Reinhardt insista sur la notion de la tautologie artistique : il dit
"l'art c'est l'art en tant qu'art et tout le reste est tout le
reste".
C'est à partir de son travail que Kosuth a réellement développé sa pratique artistique.
L'influence
des théories linguistiques de
Wittgenstein, essentiellement les "investigations philosophiques",
est également claire. Selon lui, le
seul usage correct du langage est d'exprimer des choses concrètes et perceptibles, il rejette l'enseignement
philosophique parcequ'il cherche à démontrer des notions abstraites. Précisons toutefois, qu'à la fin de sa carrière, il contredira totalement cette théorie.
Kosuth
reprendrait, également, la théorie d'Alberti, expliquant et théorisant l'idée qu'une œuvre est avant tout cosa mentale, c'est-à-dire qu'elle est d'abord un concept ou une idée avant d'être une réalisation, un objet d'art.
Pour
mieux comprendre cette œuvre et étayer nos propos, nous citerons Taraboukine qui nous dit
que "le contenu de l'œuvre d'art se compose de deux éléments : l'idée et la forme.

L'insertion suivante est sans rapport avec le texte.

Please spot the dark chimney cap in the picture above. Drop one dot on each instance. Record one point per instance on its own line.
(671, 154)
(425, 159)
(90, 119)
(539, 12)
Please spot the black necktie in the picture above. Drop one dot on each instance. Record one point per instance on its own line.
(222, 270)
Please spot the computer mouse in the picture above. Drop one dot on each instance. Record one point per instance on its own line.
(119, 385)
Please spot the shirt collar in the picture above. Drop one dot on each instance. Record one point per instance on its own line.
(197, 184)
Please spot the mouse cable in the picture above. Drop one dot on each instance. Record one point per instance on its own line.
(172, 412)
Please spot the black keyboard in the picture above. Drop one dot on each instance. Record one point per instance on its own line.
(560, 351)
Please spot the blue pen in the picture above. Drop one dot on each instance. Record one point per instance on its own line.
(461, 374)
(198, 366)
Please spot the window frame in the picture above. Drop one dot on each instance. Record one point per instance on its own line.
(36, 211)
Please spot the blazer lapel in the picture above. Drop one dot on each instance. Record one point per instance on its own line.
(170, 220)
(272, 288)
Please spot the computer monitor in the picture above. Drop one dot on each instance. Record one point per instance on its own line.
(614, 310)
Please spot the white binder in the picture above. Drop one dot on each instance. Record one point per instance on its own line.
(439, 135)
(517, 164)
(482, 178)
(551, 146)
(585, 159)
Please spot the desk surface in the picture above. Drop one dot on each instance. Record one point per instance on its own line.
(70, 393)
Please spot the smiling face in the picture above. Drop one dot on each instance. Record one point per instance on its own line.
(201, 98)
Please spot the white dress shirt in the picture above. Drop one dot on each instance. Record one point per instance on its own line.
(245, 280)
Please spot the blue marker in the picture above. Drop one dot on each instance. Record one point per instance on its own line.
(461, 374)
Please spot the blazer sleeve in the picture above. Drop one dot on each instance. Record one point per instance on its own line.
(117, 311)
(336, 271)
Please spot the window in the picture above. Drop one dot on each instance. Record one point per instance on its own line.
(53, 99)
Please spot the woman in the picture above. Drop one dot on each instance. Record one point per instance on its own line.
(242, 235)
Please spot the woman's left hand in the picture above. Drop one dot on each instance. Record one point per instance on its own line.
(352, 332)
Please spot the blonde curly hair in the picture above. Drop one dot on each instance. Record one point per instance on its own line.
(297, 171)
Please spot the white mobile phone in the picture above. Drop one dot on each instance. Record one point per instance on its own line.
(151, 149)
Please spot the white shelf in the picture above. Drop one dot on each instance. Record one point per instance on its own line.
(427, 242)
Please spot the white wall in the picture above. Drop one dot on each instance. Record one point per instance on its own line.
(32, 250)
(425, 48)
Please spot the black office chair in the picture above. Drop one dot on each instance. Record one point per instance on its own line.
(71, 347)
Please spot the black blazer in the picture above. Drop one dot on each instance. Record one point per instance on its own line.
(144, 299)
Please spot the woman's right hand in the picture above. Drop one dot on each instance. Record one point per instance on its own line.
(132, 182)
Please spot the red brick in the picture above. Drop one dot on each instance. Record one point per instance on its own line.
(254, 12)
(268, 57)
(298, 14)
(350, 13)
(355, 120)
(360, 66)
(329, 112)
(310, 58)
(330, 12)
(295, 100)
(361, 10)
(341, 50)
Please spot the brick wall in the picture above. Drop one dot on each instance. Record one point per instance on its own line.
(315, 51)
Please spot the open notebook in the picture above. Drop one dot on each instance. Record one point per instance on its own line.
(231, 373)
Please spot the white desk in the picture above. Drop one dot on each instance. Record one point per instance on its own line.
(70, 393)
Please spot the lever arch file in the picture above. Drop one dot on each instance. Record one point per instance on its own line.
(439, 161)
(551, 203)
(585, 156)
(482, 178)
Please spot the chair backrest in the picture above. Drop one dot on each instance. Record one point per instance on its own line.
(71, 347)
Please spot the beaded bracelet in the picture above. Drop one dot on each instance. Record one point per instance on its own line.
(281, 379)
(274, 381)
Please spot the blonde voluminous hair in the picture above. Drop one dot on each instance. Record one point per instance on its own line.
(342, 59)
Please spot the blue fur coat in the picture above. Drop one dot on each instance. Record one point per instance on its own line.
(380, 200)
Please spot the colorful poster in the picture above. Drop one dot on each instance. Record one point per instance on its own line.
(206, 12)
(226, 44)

En matière d'art, il est impossible de
penser une représentation sans son contenu, il
ne peut y avoir d'œuvre dépourvue de contenu. Le contenu de l'art est l'idée investie dans une forme artistiquement maîtrisée".
Peut-être pouvons nous reconnaître les prémices de cet art conceptuel dans des œuvres antérieures à celles de "Duchamp" avec le tableau de Paul
Bihaud "Combat de nègres dans un tunnel",
1882, un monochrome noir, ou "Première communion de jeunes filles
chlorotiques par un temps de neige", 1883, un monochrome blanc.
Sans le
titre, l'œuvre n'est rien, il nous est éclaire, nous donne le sens de l'œuvre. C'est de la dérision de l'humour, le détournement des grands genres.